Peter Gago, chief winemaker at Penfolds.
Peter Gago, chief winemaker at Penfolds.

How this bottle could make you over $60k

FOR wine lovers, a bottle of Penfolds Grange is something of a holy grail.

So there was much excitement today with the announcement that the Penfolds Collection 2018 will hit stores on October 18.

But before you get all excited and hotfoot it to your local bottle-o, consider this: A bottle of the new 2014 Grange release will set you back $900.

You’re going to need to drink after forking over that much money.
You’re going to need to drink after forking over that much money.

For many people it is seen as something of an investment. Winemaker Max Schubert created the first Grange in 1951, and a bottle of that just sold for $78,000 at auction.

Some people are a bit sniffy about the fact that the new Grange is up $50 from last year's retail setting.

Others in the release collection have risen just $5, while the biggest price hike is $100 extra for a bottle of the new Penfolds 2016 Bin 707 Cabernet Sauvignon, up to $600.

It's a moot point, says Penfolds chief winemaker Peter Gago.

Peter Gago, chief winemaker at Penfolds.
Peter Gago, chief winemaker at Penfolds.

"You can't deny that there will be price rises," Mr Gago told Adelaide Now wine writer Tony Love.

"It's the way of the world with how these wines benchmark globally and with the supply and demand.

"The prices reflect the globalisation of the wine market at that end of the market."

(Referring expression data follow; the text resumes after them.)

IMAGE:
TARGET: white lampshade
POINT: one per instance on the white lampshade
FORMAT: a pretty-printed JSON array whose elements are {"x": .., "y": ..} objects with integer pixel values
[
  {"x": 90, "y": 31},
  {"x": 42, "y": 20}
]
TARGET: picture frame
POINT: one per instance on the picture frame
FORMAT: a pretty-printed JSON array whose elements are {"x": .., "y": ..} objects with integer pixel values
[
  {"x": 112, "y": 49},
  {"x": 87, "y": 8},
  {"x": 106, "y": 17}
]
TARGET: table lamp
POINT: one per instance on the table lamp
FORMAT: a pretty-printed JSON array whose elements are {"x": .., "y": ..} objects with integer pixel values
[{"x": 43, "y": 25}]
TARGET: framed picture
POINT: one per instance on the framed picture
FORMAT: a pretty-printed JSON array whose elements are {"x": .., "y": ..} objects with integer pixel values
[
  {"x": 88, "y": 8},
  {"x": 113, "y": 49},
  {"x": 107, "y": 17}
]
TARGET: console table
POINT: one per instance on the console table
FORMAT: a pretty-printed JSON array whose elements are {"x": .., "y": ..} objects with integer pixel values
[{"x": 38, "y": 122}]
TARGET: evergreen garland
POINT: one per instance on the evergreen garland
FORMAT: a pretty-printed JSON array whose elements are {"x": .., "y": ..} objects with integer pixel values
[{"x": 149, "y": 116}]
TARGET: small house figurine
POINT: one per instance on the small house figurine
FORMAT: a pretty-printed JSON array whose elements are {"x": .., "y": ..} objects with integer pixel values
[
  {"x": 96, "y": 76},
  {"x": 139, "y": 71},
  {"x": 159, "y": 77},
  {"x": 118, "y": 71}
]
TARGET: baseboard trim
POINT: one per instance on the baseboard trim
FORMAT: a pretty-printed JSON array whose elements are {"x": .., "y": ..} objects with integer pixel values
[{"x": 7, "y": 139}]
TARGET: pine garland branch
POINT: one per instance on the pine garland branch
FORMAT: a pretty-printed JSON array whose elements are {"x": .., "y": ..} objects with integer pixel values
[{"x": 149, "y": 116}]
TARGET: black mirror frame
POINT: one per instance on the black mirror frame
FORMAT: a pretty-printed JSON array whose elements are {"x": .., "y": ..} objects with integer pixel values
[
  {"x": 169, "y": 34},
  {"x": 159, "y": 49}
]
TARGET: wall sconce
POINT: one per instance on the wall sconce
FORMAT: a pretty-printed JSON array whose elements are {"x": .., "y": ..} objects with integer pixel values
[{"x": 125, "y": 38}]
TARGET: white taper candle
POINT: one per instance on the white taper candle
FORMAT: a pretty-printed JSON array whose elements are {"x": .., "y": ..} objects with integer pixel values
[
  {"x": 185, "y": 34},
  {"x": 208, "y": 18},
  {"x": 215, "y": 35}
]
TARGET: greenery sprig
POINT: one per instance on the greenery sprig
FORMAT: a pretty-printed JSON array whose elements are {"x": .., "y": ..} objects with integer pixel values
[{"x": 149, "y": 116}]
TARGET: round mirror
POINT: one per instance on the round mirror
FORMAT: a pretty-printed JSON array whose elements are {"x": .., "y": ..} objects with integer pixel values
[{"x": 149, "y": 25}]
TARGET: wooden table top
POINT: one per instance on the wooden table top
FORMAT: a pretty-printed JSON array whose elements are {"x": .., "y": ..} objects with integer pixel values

International demand for Penfolds products continues unabated, Mr Gago said, and the company simply can't supply enough of its top-end wines like Grange, and Bins 707, 407 and 389.

In many cases, the wines are snapped up by buyers and collectors before they even hit the shelves of retailers, both here and overseas.

So … how does the new Grange actually rate?

Here's wine reviewer Tony Love's opinion:

Penfolds 2014 Grange

$900

98 points

"Undeniably Grange in its approach from start to finish, a powerful band of 98 per cent shiraz and 2 per cent cabernet from six SA regions that has spent 20 months in 100 per cent new American oak hogshead barrels. It's all rich, black fruit flesh seasoned with savoury dark spices and notes of cut down olive bushes and sage in the flavour zone. It's solid gold Grange in body as well as soul, yet chamfered and measured, even subtly minerally but with no hard edges. It's a waiting game now like always - drink now in an hour of power or for a special celebration in 10-25 years."